NFL commissioner Roger Goodell is thinking about giving the boot to the extra point.
Can I help limber up his leg?
Talking earlier this week on the NFL Network, the commish floated the idea of abolishing the extra point. It's become almost automatic, and as a result, it's become exceptionally boring.
“And you want to add excitement,” Goodell said.
The extra point's time has passed in the NFL. Maybe not in the college game. Definitely not in high school ball. But in the NFL, it is about as exciting as a Bill Belichick press conference.
During the 2013 regular season, NFL teams attempted a total of 1,267 extra points. Only five were missed. I'm sure those five plays were dramatic, but if you get one thrilling play out of every 253 attempts, that isn't nearly enough.
That's a waste of time.
The truth is, the extra point came about in a different era. Football scoring as we now know it came about, for the most part, in 1912. The sport decided that a touchdown would be worth six points and the point after touchdown would be worth one. Then — as well as when the NFL came about eight years later — the kicker was likely to be a position player who kicked because, well, he was the best of a team full of bad options. And that meant the extra point was anything but automatic.
It was an adventure.
But kickers who look more like Beetle Bailey have given way to ones like Dan Bailey, and they simply do not miss 20-yard chip shots.
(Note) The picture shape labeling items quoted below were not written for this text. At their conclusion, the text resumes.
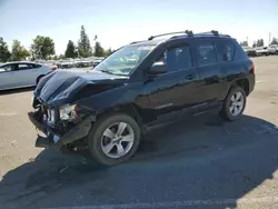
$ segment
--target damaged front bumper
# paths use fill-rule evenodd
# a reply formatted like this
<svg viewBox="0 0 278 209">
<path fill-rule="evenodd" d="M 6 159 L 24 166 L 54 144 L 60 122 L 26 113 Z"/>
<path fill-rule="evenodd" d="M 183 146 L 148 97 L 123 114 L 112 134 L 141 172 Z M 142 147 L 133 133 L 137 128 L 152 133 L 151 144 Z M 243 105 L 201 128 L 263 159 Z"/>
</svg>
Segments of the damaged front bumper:
<svg viewBox="0 0 278 209">
<path fill-rule="evenodd" d="M 46 136 L 42 137 L 38 133 L 36 147 L 53 148 L 56 150 L 60 150 L 63 146 L 87 137 L 93 120 L 93 117 L 86 117 L 63 136 L 58 136 L 54 128 L 49 127 L 38 120 L 36 112 L 28 112 L 28 117 L 34 127 Z"/>
</svg>

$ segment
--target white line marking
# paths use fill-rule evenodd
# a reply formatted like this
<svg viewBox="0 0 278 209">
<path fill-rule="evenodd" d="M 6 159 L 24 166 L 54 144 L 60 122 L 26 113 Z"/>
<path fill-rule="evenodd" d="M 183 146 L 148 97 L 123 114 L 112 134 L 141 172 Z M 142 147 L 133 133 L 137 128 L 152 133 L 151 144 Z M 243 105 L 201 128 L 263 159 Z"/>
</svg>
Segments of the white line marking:
<svg viewBox="0 0 278 209">
<path fill-rule="evenodd" d="M 264 80 L 257 80 L 256 83 L 259 83 L 259 82 L 265 82 Z"/>
<path fill-rule="evenodd" d="M 138 209 L 138 208 L 175 208 L 189 206 L 227 206 L 227 205 L 252 205 L 252 203 L 277 203 L 278 197 L 219 199 L 219 200 L 183 200 L 168 202 L 122 203 L 103 206 L 69 206 L 46 209 Z"/>
<path fill-rule="evenodd" d="M 0 113 L 0 116 L 17 116 L 17 112 L 6 112 L 6 113 Z"/>
</svg>

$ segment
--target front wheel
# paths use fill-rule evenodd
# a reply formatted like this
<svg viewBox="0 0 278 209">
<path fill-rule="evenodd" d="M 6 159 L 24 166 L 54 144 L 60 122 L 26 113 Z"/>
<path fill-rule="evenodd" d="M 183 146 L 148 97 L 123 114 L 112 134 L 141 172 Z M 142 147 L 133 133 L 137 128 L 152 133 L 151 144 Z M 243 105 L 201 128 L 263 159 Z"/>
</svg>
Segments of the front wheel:
<svg viewBox="0 0 278 209">
<path fill-rule="evenodd" d="M 140 128 L 133 118 L 116 113 L 97 121 L 88 135 L 89 150 L 97 162 L 113 166 L 133 156 L 140 142 Z"/>
<path fill-rule="evenodd" d="M 220 116 L 225 120 L 237 120 L 245 111 L 246 92 L 240 87 L 234 87 L 225 99 Z"/>
</svg>

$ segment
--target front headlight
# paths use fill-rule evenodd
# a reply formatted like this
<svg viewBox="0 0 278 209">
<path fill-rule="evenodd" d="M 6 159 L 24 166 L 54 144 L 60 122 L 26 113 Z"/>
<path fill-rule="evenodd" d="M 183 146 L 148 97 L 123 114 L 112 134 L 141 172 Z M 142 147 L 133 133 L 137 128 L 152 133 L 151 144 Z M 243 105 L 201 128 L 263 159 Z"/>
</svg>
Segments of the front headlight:
<svg viewBox="0 0 278 209">
<path fill-rule="evenodd" d="M 66 104 L 59 108 L 60 119 L 61 120 L 73 120 L 77 117 L 76 112 L 77 104 Z"/>
</svg>

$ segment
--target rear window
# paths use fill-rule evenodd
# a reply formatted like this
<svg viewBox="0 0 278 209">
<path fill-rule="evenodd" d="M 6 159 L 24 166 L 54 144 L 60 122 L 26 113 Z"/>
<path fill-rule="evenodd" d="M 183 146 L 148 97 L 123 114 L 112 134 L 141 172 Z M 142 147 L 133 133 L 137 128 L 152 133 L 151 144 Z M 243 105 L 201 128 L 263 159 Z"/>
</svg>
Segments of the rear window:
<svg viewBox="0 0 278 209">
<path fill-rule="evenodd" d="M 221 41 L 217 44 L 217 53 L 219 56 L 219 61 L 232 61 L 235 57 L 235 44 L 230 41 Z"/>
<path fill-rule="evenodd" d="M 249 59 L 242 47 L 235 40 L 235 56 L 234 60 L 246 60 Z"/>
<path fill-rule="evenodd" d="M 198 66 L 207 66 L 217 62 L 216 49 L 212 42 L 197 46 L 197 62 Z"/>
</svg>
Now, college and high school kickers are a different story. Major-college kickers as a group are close to being as automatic as NFL kickers, so they might consider a change to the extra point at college football's highest level. But kickers at the lower college levels and in the high school ranks? Those guys as a group are not nearly as refined, so the extra point is still interesting, unlike the NFL.
So, what is football to do?
Goodell offered up this solution: make a touchdown worth seven points, then teams can decide whether to attempt what is now a two-point conversion. If they make it, they get two points. If they don't, they have a point taken away.
Frankly, I'm not a fan of points being taken off the board. Something about that smacks of rules that kids make up in the backyard. Nothing against kids playing in the backyard, but the NFL is a bit more refined than that.
Why not keep the extra point but make it longer?
Push it back, push it back, waaaay back.
If the only option is keeping the extra point as it is or doing away with it entirely, I'll go with kicking it out. But if Goodell is open to suggestions, opting for a longer, less automatic kick would be my pick.
Look at the average length of field goals missed over the past few years. Pick a window. Five years. Ten years. Whatever.
Then, whatever that average distance turns out to be, make that the length of an extra-point attempt.
It would create a play that is not a sure thing, and that would be exciting.
And if the NFL is so inclined, it could adjust that distance over time. Every five years or 10 years or whenever, it could look again at that average length of field goals missed and adjust accordingly.
I'm sure that some football purists will crow about making a change like this. But the truth is, the extra point is 102 years old, and it has become a relic. Since it was born, many rules of the game have changed as the game and the players in it have changed. Now the time has come for the extra point to change.
The NFL is the hottest thing going in sports. It has the most drama, the most excitement, the most edge-of-your-seat moments.
The extra point as we know it just doesn't belong.